Are the salad days of higher and higher tanker rates, and ever-higher dividends, coming to an end -- at least for this economic cycle?

Nordic American Tanker Shipping (NYSE:NAT) is reporting today that it expects third-quarter earnings to be $0.25 to $0.29 per share. That's just a fraction of the $1.05 a share earned in the comparable quarter last year, and well south of the $0.40 to $0.65 the four analysts following the company were expecting. In late-afternoon trading, the stock is down 4.5%.

Oil tanker stocks had been riding high. Booming economic demand, especially in India and China, sent leasing rates skyward. Those rates in turn increased order rates for new ships at already capacity-constrained ship yards, which were previously expecting to scrap a significant percentage of the industry's fleet due to double-hull regulations taking full effect in 2010.

Nordic earned $0.57 a share in the second quarter, when the IMAREX Suezmax spot rate was $32,654 a day. The third-quarter average rate is $23,246 a day -- a significant drop that accounts for the company's current earnings shortfall.

Investors would be wise, however, to look at current and future Suezmax rates. On Sept. 22, the Suezmax spot rate was $29,216 a day -- a solid strengthening. Fourth-quarter rates are currently at $44,816 a day, so the future is not as gloomy as the stock's fall from $56.68 in February to $37.69 today might suggest.

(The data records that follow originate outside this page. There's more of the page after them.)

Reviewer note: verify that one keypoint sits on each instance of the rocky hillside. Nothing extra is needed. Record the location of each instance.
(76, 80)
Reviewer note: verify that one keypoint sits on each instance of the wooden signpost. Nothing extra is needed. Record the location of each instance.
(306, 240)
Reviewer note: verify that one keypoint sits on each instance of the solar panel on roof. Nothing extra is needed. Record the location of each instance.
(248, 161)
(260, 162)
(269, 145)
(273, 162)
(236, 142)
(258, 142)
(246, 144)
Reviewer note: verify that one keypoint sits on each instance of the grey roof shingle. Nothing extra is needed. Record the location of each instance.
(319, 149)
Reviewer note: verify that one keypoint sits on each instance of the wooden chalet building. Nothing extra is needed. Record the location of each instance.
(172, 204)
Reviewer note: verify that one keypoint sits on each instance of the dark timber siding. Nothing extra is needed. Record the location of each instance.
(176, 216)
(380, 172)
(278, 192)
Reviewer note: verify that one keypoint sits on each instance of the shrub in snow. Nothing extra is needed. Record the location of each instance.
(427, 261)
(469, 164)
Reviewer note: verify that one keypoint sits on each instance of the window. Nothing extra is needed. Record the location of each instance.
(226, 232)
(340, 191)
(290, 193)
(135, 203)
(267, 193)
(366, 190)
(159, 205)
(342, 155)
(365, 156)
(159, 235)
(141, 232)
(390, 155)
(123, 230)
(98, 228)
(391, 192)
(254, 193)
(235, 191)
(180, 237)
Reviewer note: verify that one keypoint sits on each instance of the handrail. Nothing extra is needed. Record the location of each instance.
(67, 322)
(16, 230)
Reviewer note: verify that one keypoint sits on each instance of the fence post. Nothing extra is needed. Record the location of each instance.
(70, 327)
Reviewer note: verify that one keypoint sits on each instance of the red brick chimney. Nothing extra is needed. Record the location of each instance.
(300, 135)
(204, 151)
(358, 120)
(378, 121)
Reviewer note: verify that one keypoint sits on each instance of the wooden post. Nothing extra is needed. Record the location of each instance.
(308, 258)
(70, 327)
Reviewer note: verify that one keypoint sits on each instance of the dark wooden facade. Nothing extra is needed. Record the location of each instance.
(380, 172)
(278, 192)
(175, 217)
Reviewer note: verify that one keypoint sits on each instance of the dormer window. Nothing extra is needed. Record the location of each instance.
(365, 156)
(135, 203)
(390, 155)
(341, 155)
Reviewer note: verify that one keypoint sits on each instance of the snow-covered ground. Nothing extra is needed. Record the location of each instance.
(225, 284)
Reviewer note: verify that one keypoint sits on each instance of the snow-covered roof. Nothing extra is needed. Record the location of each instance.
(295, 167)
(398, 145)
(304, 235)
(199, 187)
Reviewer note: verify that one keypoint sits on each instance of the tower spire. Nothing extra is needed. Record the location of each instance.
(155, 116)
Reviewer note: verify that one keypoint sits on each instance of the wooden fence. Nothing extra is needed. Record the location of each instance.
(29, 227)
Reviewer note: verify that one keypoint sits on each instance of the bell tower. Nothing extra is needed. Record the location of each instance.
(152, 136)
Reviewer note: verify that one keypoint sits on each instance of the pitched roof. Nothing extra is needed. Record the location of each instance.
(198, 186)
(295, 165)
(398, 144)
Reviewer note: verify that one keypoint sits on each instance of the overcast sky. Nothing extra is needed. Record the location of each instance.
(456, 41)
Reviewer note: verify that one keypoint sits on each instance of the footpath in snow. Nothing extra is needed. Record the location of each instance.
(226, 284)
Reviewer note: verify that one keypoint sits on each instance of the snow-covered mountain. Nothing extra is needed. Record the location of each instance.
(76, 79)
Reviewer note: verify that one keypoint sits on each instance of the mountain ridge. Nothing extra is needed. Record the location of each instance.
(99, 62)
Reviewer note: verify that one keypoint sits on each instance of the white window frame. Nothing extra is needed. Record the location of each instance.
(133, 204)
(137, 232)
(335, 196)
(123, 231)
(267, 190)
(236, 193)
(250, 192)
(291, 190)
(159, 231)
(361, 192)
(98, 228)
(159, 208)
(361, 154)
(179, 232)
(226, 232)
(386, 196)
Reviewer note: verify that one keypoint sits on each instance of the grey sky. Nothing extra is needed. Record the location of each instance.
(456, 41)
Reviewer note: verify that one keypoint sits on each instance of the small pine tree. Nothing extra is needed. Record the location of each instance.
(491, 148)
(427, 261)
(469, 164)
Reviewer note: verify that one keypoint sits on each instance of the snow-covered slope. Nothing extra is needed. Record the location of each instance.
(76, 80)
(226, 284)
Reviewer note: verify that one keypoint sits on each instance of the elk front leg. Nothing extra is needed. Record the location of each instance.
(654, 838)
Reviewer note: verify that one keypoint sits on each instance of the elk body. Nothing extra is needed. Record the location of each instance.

Nordic and peers Frontline (NYSE:FRO) and TsakosEnergy Navigation (NYSE:TNP) pay healthy dividends, and their stocks, like Nordic's, are in the lower half of their 52-week trading ranges. Income investors should take a look at these stocks at current prices. Yes, the high yields are falling, but at expected earnings levels, the company will continue to pay above-market dividend rates. Unless economic activity cools substantially, it's my opinion that continued demand for oil should keep shipping rates at solidly profitable levels. The bottom line is that as investors, we need to be aware that shipping rates are as much a commodity as the goods they move. Investors would do well to buy at points when rates ease (barring a protracted economic slowdown), as stocks are prone to follow suit, pushing yields higher.